結果として、4700兆ベクレルの放射能が520トンの水とともに太平洋に注ぎ込まれました。
低濃度汚染水の意図的放出のときには、ロシアや韓国からクレームが付いたそうですが、その前に意図せずにその3万倍の放射能が流出していたわけですが、明日以降ロシアや韓国が何と言い出すのか、気にかかります。
それでも、レベル7を決めた大気への流出放射能量が37万~63万テラベクレルということですから、それに比べると100分の1ではあるのですね。

ところで、昨日
格納容器に水たまる=ロボ撮影の映像を公開―福島第1原発・東電
時事通信 4月20日(水)20時39分配信
『福島第1原発事故で、東京電力は20日、1号機の圧力容器を覆う格納容器内に水がたまり始めたことが分かったと発表した。冷却に向けた注水が続く圧力容器から流出した水とみられるといい、東電は水位などを詳しく調べる。
東電によると、圧力容器に入っている燃料棒の冷却に向けて、注水作業が行われている。注入された水が格納容器に流れたほか、水蒸気が格納容器内で凝縮してたまった可能性があるという。』
というニュースが流れましたが、続報が聞けません。

そもそも4月9日に福島第一原発の現状は?で1号機格納容器への窒素ガス注入に関連して、『途中段階で、「予想よりも速い速度で内圧が上がっている。格納容器内の溜まり水が想定よりも多く、格納容器内の気体空間が少ないのかもしれない」という報道がありました。』と書いたとおり、格納容器内に水が溜まっているのか?という報道は前から聞いていました。

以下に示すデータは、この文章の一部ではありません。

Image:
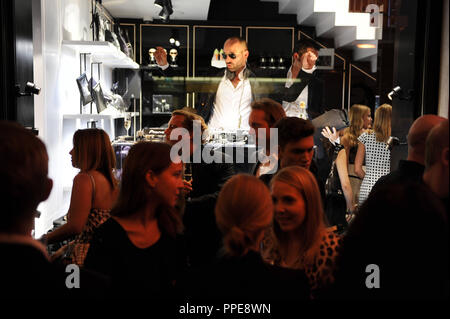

しかし、格納容器内に水が溜まったら、その水圧で、格納容器のドライ部分の圧力に対して圧力抑制室の圧力は高くなるはずです。水の高さが5mだったら圧力差は0.5気圧(0.05MPa)になります。
ところが、経産省のプラント関連パラメータの2ページ目によると、1号機の格納容器圧力は、D/W(格納容器内)もS/C(圧力抑制室)もともに160kPa(0.16MPa)で同じであり、水圧が立っているようには見えません。それとも、この圧力測定値のどちらか又は両方とも、正確ではない、ということでしょうか。
むしろ、3号機の方が、D/W=106kPa、S/C=176.8kPaということで、格納容器内に水深7mの水が溜まっているように見受けられます。